Chatterboxes are one of the simplest origami tricks to master, but they were popular in the schoolyard before kids even knew what origami was.
Time: 5 minutes
1 Sheet of A4 Paper
Take a piece of A4 Paper. Take one corner and fold it down to create a triangle.
Then fold along the rectangular piece left over. Cut or tear this from the triangle.
Unfold the triangle so that you have a square with a crease diagonally down the centre. Fold so that there is a matching diagonal line going in the other direction.
Unfold again, and then begin folding each corner into the centre of the square. When you're finished you should have another, smaller, square.
Flip the square over, and repeat by folding each corner into the centre.
The chatterbox is now finished. Slide your thumbs and index fingers into the four pockets, and push against them to puff out the chatter box.

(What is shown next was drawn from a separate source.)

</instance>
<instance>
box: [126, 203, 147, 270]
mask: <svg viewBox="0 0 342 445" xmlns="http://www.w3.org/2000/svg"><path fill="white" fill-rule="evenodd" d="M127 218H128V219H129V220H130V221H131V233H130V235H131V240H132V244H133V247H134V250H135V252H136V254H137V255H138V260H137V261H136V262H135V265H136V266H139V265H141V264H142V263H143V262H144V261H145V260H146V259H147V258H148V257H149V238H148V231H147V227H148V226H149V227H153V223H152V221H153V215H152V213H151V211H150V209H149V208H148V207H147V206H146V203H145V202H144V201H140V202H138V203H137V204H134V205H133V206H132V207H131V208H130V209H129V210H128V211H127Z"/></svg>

Lay the chatterbox flat again, and then colour in each of the outer squares.
Open it up and write numbers on the inside, from 1-8.
To play, put the chatterbox on your fingers and get a friend to pick a colour. Open the chatter box back and forth, once for each letter of the colour. Then get a friend to pick a number, once again open it back and forth for the amount of times they've chosen.
Get them to pick another number, and then open up that flap. You can write truths or dares inside each flap, and whichever one they open, they have to complete.
You can use a chatterbox any way you like. While it works well for the truth or dare game, it could also be used as a learning tool.
Instead of blue, red, yellow, and green, use bleu, rouge, jaune, and vert, and inside the final flaps put a phrase students have to translate, or an activity they have to complete.
It could also be turned into a creative maths game.